Я послал ее на линию, позвонил в политотдел, доложил, что выполнить приказ не могу ввиду ее отсутствия. Дальше последовала серия звонков, грубый многоярусный мат, приказ найти Захарову, где бы она ни была. По моей просьбе командир моей роты направляет меня в командировку в штаб одной из дивизий.

Я исчезаю. Генерал ложится спать. А Маша, неожиданно для меня, влюбляется в меня.

Генерал не успокаивается, звонит каждый день, грозит за неисполнение приказания предать меня суду военного трибунала. Командир роты входит в мое и Машино положение, предлагает мне временно отвезти ее в полк на передовую… 

* * *

Через месяц за Машей Захаровой начинает ухаживать мой друг — младший лейтенант Саша Котлов, и становятся они мужем и женой, только что не расписаны, а у меня с обоими дружба.

Так вот, не учел Саша того, что Машу не выпускал из вида тот самый генерал, начальник политотдела армии, ревновал и предпринимал все меры, чтобы разрушить их замечательный союз. Сначала откомандировывал куда мог Котлова, потом пытался вновь и вновь заманить к себе Машу.

Скрываться от генерала помогала ей вся моя рота, да и не только. И осталось генералу одно — мстить за любовные свои неудачи Котлову.

Дважды наше начальство направляло документы на присвоение ему очередных званий, дважды направляло в штаб армии наградные документы.

Генерал был начеку: отказ следовал за отказом, на протесты заместителя командующего артиллерией не приходило ответов, а на телефонные обращения ответы были устные в виде многоэтажного мата и циничных предложений: сначала Захарова, и только потом — звания и ордена.

— Ха-ха-ха-ха! — смеется новый командир роты капитан Тарасов. — Какой ребенок Котлов, не буду я его защищать. Вы его друг, объясните ему, что он ничего не добьется.

Закрываю глаза. Вспоминаю.

Котлов упрямо мотает головой, ему непонятно, почему он ребенок. А Тарасов ерзает на стуле и смотрит мне в глаза.

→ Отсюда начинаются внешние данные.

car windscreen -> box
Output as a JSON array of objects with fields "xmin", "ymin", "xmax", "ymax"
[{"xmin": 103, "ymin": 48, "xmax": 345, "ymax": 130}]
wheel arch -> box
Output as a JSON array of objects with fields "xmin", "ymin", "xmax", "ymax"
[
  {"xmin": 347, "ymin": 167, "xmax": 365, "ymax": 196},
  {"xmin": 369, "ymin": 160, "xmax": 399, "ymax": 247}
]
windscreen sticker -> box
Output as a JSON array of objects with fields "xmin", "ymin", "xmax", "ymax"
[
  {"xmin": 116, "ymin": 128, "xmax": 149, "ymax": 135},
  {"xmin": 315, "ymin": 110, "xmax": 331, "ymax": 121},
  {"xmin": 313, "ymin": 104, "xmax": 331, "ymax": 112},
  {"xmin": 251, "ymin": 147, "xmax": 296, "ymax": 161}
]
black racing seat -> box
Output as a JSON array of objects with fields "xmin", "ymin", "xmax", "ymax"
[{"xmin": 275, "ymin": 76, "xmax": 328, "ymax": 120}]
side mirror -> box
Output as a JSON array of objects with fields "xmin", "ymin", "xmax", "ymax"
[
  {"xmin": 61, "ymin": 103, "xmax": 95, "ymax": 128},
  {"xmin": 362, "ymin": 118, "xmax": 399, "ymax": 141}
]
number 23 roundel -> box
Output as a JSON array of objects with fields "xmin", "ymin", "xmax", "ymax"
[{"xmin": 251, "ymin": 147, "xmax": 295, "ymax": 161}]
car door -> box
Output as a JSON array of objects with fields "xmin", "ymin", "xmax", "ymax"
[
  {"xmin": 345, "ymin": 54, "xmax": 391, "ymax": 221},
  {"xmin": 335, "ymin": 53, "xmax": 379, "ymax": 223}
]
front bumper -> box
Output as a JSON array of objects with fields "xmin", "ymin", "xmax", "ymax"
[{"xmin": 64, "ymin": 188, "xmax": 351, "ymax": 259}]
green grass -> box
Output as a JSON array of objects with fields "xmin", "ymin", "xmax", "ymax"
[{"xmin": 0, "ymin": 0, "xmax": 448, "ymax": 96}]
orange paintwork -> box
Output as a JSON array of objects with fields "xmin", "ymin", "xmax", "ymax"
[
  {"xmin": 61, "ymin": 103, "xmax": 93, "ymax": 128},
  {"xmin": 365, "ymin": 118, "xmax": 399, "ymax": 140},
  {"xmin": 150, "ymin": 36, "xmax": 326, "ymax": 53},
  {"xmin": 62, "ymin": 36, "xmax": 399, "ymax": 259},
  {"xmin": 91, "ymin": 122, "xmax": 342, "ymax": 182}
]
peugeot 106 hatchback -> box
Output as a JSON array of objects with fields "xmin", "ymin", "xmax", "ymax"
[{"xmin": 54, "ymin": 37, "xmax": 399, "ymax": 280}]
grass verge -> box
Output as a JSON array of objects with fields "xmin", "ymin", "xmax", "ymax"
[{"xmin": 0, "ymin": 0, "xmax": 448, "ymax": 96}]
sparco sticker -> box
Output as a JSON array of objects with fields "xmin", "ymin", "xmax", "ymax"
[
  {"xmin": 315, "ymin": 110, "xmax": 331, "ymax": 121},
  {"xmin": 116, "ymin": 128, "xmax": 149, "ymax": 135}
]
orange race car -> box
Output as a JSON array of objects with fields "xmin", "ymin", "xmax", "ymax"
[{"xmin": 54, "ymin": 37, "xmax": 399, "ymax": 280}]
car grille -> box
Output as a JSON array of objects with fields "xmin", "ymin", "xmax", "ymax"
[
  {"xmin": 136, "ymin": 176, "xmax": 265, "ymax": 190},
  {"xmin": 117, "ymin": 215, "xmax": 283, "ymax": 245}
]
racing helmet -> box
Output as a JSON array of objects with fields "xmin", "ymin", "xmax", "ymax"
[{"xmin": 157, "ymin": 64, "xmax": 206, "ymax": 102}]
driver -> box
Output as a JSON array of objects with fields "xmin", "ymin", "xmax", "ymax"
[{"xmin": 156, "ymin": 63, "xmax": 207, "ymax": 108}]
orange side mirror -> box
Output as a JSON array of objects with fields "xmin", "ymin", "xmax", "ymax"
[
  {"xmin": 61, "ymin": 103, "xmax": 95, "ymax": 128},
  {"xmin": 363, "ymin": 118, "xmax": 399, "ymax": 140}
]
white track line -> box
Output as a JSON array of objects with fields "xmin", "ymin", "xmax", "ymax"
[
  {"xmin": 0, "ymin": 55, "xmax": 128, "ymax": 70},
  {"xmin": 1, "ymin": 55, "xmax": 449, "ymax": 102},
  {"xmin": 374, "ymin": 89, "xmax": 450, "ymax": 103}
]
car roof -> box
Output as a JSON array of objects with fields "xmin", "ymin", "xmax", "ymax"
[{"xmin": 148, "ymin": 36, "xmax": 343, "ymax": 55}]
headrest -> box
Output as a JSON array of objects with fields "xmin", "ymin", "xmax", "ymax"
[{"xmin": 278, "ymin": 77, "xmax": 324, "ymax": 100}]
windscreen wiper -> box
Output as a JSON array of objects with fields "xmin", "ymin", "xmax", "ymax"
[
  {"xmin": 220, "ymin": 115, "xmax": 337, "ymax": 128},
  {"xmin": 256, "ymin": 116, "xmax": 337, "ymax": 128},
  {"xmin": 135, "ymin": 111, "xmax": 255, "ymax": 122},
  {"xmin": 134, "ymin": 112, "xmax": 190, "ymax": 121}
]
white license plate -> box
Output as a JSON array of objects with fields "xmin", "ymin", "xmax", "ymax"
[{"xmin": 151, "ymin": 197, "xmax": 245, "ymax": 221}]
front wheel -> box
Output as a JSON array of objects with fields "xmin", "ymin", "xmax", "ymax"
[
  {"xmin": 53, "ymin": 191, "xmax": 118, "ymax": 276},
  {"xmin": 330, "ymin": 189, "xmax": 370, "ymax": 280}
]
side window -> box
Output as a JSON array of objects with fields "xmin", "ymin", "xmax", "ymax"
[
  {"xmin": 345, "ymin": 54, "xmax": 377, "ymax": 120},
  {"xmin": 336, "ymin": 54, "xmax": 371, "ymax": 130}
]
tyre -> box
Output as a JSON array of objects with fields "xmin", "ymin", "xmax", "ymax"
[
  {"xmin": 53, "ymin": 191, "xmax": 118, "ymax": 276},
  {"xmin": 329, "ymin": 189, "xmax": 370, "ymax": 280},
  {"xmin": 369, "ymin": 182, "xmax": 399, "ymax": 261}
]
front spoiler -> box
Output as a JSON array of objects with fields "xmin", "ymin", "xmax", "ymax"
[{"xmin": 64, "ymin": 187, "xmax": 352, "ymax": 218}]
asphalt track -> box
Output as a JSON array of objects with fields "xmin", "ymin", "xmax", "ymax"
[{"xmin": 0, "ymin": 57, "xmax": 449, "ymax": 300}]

— Я считаю, что Котлов прав, что пора положить конец гнусным выходкам безнравственного генерала, — говорю я.

— Э, Рабичев, он ребенок, генерала поддерживает командующий, Котлов один против всех.

Окончилась война. Беременную демобилизованную Машу по просьбе откомандированного Саши я провожал в Венгрии до Шиофока.

Уезжала она радостно, уверенная, что Саша приедет к ней через месяц, а его на четыре года задержали в оккупационных войсках, и с горя он начал пить и по пьянке сходился и расходился со случайными собутыльницами.

Года три ждала его Маша, а потом вышла замуж за влюбившегося в нее одноногого инвалида войны. Родила ребенка.

Ребенок. Мужчина, пожертвовавший карьерой, общественным положением ради любимой женщины.

Начальник политотдела армии, генерал, ломающий жизнь двум, а может быть, десяткам и сотням других военнослужащих.

Что это?

Мне было 21 год, Саше — 22. Мы воевали третий год. Мы не знали, доживем ли до конца войны, мы совсем не думали об этом. Отдать жизнь за Родину, за Сталина, за свой взвод, за исполнение долга, за друга, за любимую женщину, — как это было естественно и органично для творческого человека на войне. Каким глупым ребячеством казалось все это пьянствующим, подсиживающим друг друга, редко бывающим на передовой, купающимся в орденах и наградах развращенным штабным бюрократам, слепым исполнителям поступающих сверху приказов.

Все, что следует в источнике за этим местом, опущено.